У отца — много книг. По психологии, по истории. Целая стена — физики и математики. И очень рано физика и математика читаются мною так же, как беллетристика, не могу оторваться.

Отец ждал мальчика. Он очень ждал мальчика, чтобы решать с ним задачи.

Задач у отца много. Он решает их целый день на службе и после ужина дома.

За ужином он не читает газет и не смотрит телевизор. И, хотя ест с нами за одним столом, он не слышит того, что говорит мать (как всегда, она просит деньги на то и на это), не спрашивает меня о моём школьном дне, вообще не замечает меня, я — мамина дочка, родилась, чтобы ублажить её! Он сосредоточен на том, что происходит в его голове — в ней решается очередная задача.

А я смотрю в не видящие меня глаза и заставляю себя задать отцу вопрос: «Какую задачу решаешь ты сегодня?»

Вдруг и я могла бы решить? Ведь я лучше всех в школе знаю математику и побеждаю на всех олимпиадах.

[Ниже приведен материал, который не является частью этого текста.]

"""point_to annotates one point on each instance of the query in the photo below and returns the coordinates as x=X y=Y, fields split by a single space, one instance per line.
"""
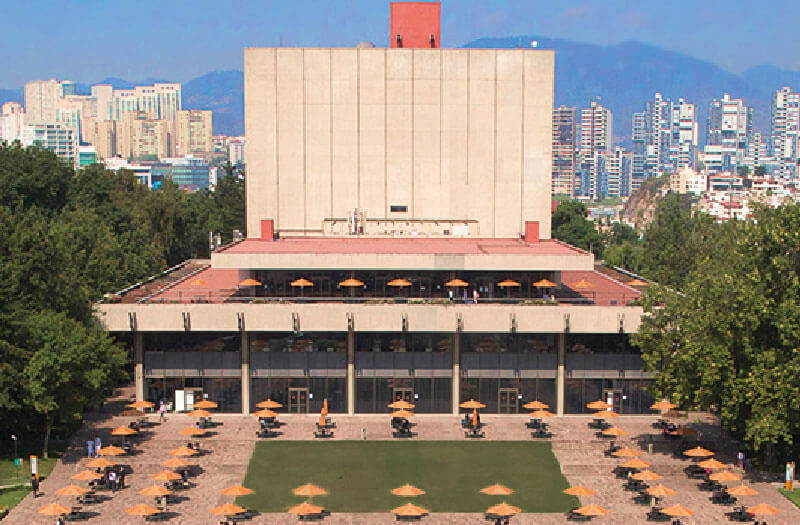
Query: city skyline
x=722 y=33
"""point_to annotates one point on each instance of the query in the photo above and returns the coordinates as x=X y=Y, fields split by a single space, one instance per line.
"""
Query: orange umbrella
x=227 y=509
x=72 y=490
x=142 y=510
x=54 y=509
x=535 y=405
x=409 y=509
x=579 y=490
x=763 y=510
x=592 y=510
x=647 y=475
x=660 y=491
x=635 y=463
x=86 y=475
x=304 y=509
x=236 y=490
x=698 y=452
x=496 y=490
x=503 y=509
x=165 y=475
x=155 y=490
x=309 y=489
x=677 y=511
x=407 y=491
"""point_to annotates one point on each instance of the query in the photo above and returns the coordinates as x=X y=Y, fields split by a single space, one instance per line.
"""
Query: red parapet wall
x=415 y=22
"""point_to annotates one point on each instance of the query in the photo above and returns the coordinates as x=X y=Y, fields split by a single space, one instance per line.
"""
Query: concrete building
x=376 y=179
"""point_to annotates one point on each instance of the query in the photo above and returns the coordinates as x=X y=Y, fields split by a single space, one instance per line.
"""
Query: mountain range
x=622 y=77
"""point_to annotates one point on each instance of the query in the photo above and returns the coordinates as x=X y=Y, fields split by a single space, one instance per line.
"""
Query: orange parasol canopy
x=155 y=490
x=407 y=491
x=579 y=490
x=142 y=509
x=409 y=509
x=496 y=490
x=677 y=511
x=592 y=510
x=236 y=490
x=165 y=475
x=72 y=490
x=54 y=509
x=535 y=405
x=660 y=491
x=309 y=489
x=228 y=509
x=503 y=509
x=647 y=475
x=305 y=509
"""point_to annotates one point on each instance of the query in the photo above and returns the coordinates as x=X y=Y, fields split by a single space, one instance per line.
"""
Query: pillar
x=351 y=372
x=245 y=351
x=456 y=372
x=138 y=365
x=561 y=372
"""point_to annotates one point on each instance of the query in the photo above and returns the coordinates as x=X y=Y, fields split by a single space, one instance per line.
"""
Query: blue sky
x=88 y=40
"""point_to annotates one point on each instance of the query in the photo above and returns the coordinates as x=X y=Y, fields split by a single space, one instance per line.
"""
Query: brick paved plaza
x=580 y=453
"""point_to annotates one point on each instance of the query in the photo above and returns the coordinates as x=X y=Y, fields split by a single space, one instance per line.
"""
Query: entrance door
x=298 y=400
x=613 y=396
x=507 y=401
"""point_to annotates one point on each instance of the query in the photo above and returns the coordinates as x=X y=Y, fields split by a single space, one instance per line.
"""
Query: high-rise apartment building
x=193 y=132
x=565 y=143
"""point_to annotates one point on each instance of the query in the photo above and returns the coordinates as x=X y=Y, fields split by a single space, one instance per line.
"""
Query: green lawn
x=359 y=475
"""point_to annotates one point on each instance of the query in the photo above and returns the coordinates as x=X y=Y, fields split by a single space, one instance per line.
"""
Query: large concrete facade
x=399 y=134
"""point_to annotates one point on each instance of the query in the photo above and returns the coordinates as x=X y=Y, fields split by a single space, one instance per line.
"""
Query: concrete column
x=456 y=371
x=351 y=372
x=245 y=349
x=561 y=372
x=138 y=365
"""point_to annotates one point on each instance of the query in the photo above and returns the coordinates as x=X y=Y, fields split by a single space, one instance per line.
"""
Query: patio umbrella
x=660 y=491
x=86 y=475
x=123 y=431
x=236 y=490
x=698 y=452
x=626 y=453
x=184 y=451
x=647 y=475
x=535 y=405
x=410 y=510
x=309 y=489
x=725 y=475
x=142 y=509
x=228 y=509
x=54 y=509
x=592 y=510
x=579 y=490
x=401 y=405
x=503 y=510
x=677 y=511
x=304 y=509
x=100 y=463
x=408 y=491
x=155 y=490
x=111 y=450
x=165 y=475
x=763 y=510
x=743 y=490
x=615 y=431
x=72 y=490
x=635 y=463
x=496 y=490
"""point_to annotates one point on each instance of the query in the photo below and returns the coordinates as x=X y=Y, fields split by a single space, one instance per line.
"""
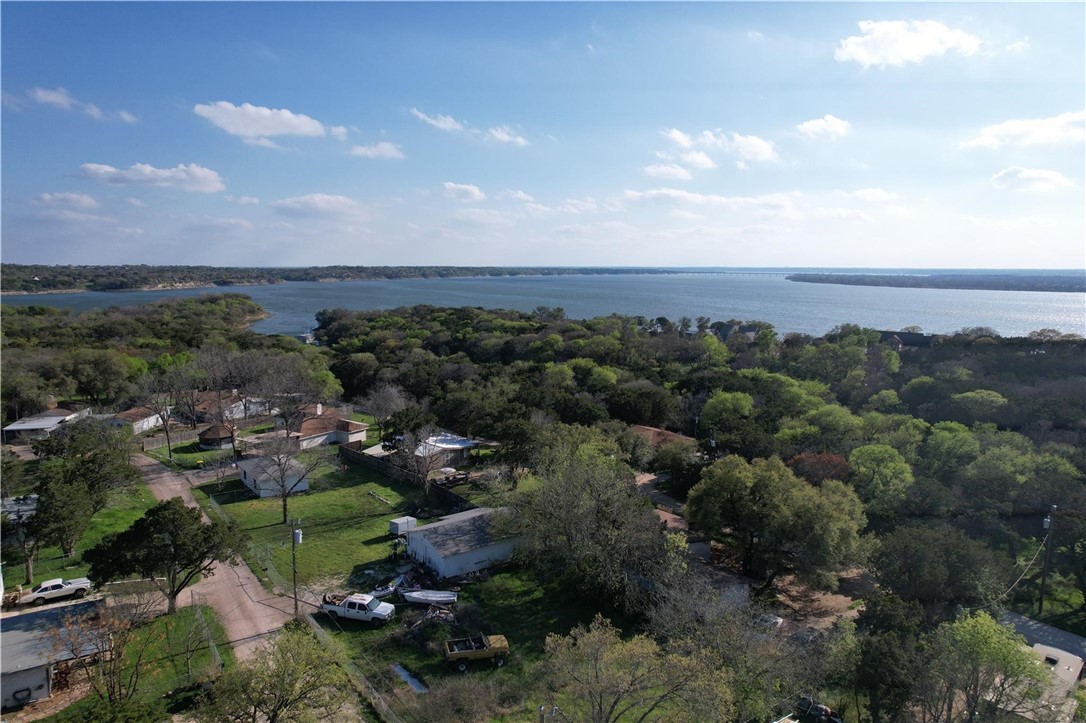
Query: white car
x=55 y=588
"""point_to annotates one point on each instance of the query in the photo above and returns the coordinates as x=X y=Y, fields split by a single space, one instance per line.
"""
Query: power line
x=1044 y=544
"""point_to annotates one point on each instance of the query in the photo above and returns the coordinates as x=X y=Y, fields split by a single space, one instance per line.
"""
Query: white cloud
x=464 y=192
x=186 y=177
x=506 y=135
x=898 y=42
x=668 y=170
x=257 y=124
x=316 y=205
x=697 y=160
x=219 y=226
x=772 y=203
x=828 y=126
x=1018 y=178
x=1064 y=128
x=845 y=214
x=517 y=195
x=59 y=98
x=262 y=142
x=480 y=217
x=446 y=123
x=679 y=138
x=871 y=194
x=380 y=150
x=70 y=200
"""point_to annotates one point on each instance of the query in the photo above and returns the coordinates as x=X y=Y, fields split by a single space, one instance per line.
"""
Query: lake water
x=811 y=308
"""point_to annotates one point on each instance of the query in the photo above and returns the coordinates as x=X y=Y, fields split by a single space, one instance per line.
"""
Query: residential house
x=462 y=543
x=658 y=436
x=40 y=426
x=28 y=658
x=262 y=476
x=138 y=419
x=216 y=436
x=214 y=406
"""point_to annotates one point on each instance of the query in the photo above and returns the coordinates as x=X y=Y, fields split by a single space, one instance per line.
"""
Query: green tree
x=607 y=679
x=881 y=477
x=585 y=522
x=292 y=679
x=938 y=567
x=171 y=544
x=778 y=522
x=977 y=669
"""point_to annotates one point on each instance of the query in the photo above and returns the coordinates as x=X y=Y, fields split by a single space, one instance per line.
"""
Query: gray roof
x=26 y=642
x=459 y=533
x=262 y=468
x=1036 y=632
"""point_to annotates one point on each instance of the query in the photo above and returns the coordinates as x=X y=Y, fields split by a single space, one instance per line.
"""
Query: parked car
x=463 y=650
x=54 y=590
x=357 y=606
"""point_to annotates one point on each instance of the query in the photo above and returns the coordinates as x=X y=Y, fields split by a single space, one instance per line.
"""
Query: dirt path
x=249 y=612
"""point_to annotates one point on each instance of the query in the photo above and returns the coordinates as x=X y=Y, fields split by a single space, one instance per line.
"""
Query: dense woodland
x=931 y=467
x=36 y=278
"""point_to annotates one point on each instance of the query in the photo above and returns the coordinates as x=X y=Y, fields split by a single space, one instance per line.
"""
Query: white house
x=42 y=425
x=266 y=477
x=462 y=543
x=28 y=656
x=140 y=419
x=445 y=449
x=329 y=428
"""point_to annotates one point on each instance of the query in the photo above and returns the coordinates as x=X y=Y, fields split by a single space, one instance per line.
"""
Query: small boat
x=384 y=591
x=428 y=596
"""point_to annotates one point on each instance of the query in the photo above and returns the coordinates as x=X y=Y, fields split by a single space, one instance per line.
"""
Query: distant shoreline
x=959 y=281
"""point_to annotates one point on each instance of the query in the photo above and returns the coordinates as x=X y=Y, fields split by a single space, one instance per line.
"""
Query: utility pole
x=295 y=540
x=1049 y=538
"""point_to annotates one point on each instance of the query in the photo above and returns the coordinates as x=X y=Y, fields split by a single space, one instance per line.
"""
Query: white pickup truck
x=357 y=606
x=55 y=588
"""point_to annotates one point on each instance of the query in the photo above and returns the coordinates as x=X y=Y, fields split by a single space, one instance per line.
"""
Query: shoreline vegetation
x=20 y=279
x=965 y=281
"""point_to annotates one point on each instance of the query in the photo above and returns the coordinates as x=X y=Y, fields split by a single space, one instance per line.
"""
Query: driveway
x=249 y=612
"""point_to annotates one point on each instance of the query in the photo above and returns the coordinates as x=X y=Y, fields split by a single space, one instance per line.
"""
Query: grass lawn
x=125 y=508
x=344 y=519
x=188 y=456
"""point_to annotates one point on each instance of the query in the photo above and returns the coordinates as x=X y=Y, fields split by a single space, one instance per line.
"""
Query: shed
x=462 y=543
x=27 y=658
x=216 y=436
x=262 y=476
x=447 y=448
x=402 y=525
x=139 y=419
x=41 y=425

Задать вопрос никак не получается, я робею в его присутствии и боюсь сбить его мысль. Я знаю этот процесс — когда уравнения выстраиваются в нужном порядке, числа впрыгивают на своё место в формулы, и сам собой рождается ответ. Главное — не отвлечься в этот момент. Я знаю это состояние — когда жива только голова, только цифры, только формулы… У меня — так же, как у отца, голова живёт сама по себе, хотя внешне я и не похожа на отца. Я не красива, отец — красив, у меня не чёрные, а голубые, материнские глаза, и я белобрыса. Правда, фигурой я — в отца: длинная, тощая и плоская, как доска. И мой мозг так же, как у отца, не зависит от меня — всё время работает над очередной задачей. Не влюблена. Не зов полов (дочь — отец) — тайная тяга, описанная в учебниках психологии и сексологии, мне нужно, мне очень нужно проникнуть в его святая святых и понять, какие задачи решает он.

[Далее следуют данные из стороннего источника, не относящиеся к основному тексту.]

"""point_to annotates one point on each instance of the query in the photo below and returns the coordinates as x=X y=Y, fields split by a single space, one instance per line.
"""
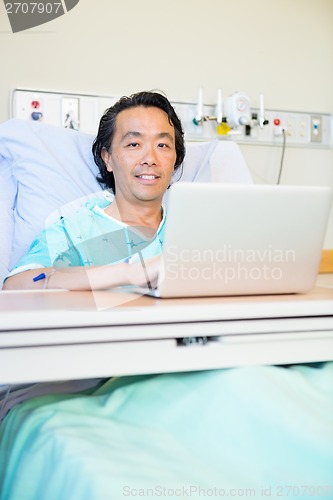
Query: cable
x=282 y=156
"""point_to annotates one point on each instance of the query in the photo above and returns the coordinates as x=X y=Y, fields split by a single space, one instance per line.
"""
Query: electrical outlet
x=316 y=128
x=70 y=108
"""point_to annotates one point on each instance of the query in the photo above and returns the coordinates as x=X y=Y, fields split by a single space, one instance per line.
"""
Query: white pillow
x=45 y=167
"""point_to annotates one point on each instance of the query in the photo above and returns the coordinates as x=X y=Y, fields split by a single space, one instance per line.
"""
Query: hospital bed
x=226 y=403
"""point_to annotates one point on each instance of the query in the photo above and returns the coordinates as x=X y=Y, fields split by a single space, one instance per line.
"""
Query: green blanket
x=245 y=432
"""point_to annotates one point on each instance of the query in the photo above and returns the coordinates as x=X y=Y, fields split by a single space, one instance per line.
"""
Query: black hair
x=107 y=128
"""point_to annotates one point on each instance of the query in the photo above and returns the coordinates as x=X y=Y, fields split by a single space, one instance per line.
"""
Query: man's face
x=143 y=154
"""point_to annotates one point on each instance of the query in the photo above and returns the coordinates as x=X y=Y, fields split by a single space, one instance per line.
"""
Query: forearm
x=85 y=278
x=70 y=278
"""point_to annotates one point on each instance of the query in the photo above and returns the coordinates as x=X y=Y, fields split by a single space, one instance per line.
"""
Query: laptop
x=237 y=239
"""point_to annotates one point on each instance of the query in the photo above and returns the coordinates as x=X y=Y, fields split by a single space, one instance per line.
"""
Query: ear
x=106 y=157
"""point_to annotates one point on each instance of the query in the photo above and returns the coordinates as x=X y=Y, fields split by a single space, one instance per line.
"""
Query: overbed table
x=61 y=335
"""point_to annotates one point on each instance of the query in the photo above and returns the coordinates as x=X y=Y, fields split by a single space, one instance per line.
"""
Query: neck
x=149 y=216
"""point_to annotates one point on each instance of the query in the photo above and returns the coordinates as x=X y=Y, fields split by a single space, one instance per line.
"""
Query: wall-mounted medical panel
x=83 y=112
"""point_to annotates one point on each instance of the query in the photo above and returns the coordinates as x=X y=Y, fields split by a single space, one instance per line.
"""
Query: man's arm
x=86 y=278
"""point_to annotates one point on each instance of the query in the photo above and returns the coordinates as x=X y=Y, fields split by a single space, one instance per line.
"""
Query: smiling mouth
x=148 y=177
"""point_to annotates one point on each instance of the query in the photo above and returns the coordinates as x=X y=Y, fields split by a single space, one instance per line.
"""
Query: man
x=139 y=145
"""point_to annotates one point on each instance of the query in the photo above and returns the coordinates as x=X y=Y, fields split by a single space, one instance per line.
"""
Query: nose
x=149 y=155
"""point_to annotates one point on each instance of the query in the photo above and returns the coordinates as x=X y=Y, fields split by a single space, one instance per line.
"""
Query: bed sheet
x=252 y=431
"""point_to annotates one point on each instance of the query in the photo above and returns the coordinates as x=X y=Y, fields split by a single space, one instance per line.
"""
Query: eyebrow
x=161 y=135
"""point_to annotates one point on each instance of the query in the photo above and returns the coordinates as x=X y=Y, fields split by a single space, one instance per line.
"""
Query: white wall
x=282 y=48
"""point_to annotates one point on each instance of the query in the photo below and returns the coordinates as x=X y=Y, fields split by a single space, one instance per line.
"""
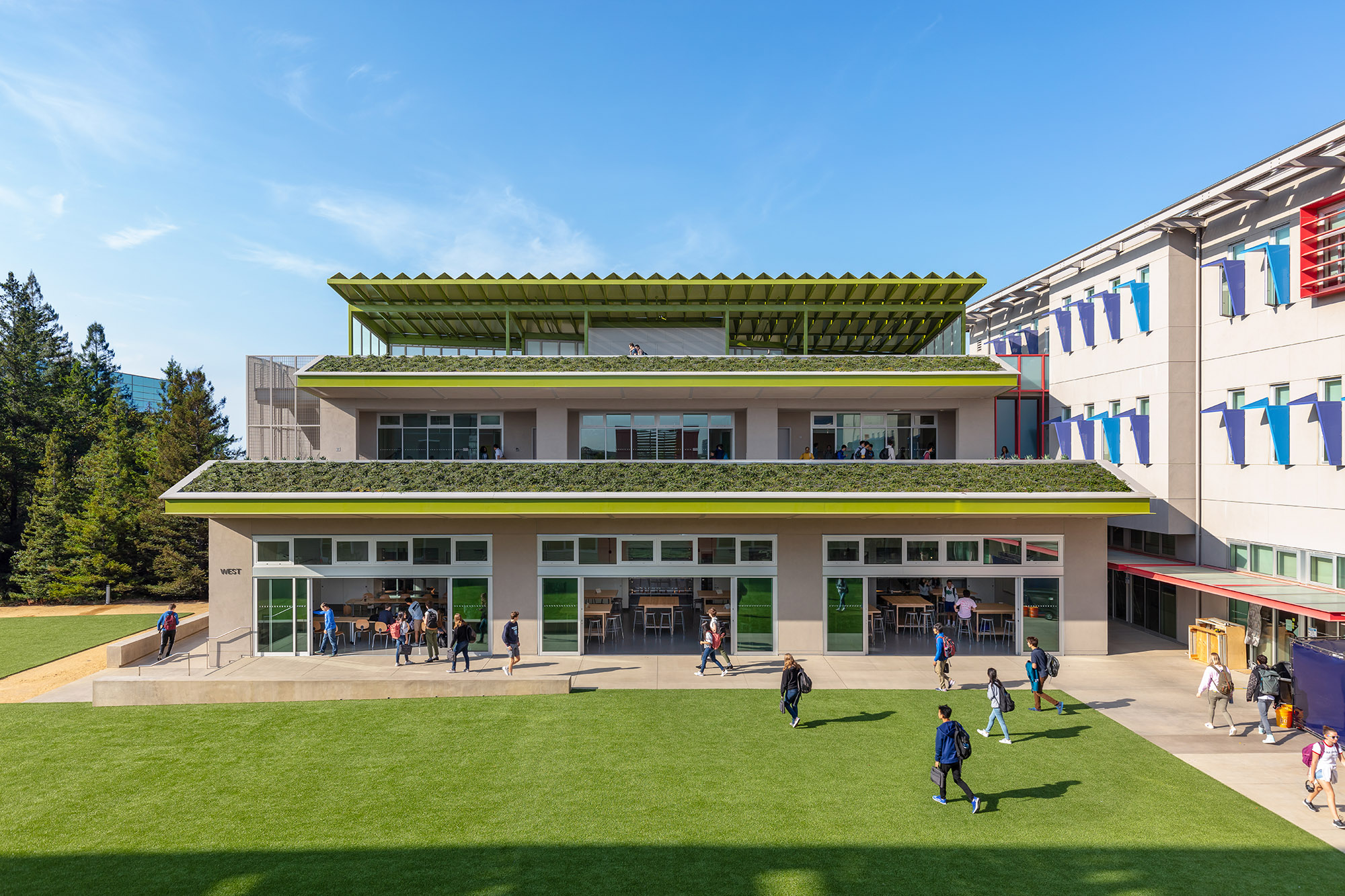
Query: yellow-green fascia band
x=560 y=380
x=662 y=506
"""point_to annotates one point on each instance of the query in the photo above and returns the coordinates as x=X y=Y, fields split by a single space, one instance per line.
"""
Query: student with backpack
x=952 y=747
x=459 y=639
x=945 y=649
x=512 y=642
x=169 y=631
x=1264 y=688
x=794 y=684
x=1000 y=704
x=709 y=643
x=1321 y=760
x=431 y=635
x=1219 y=685
x=1040 y=667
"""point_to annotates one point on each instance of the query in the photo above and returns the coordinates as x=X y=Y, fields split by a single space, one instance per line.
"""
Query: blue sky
x=190 y=174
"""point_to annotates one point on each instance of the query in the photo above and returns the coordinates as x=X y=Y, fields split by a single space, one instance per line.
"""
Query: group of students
x=1264 y=681
x=864 y=451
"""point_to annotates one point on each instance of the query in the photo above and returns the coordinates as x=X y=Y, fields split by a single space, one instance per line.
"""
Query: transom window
x=412 y=551
x=656 y=436
x=435 y=436
x=911 y=435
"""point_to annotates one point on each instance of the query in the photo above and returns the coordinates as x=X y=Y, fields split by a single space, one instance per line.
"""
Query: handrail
x=219 y=638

Ужин кончается. Перемена места. Из-за стола обеденного — к письменному, а по сути — то же отсутствие. Отсутствие всегда — в любой точке: дома, на улице, в своем научно-исследовательском институте. Работа спрятана от жадных чужих глаз. Не мне, кому-то, достанется результат той работы — начальнику, физическому журналу, что ляжет на специальную полку в отцовском кабинете.

Мать всегда дома. А мне так хочется проникнуть в кабинет, схватить журналы и потрепать добычу — прочитать все статьи отца, разгадать его тайны.

В тот день из-за снега отменились занятия в школе. Снег падал и падал всю ночь. В окно выглянуть нельзя — подоконник завален доверху. До середины засыпан подъезд — говорят, с трудом отодвинули его дверь.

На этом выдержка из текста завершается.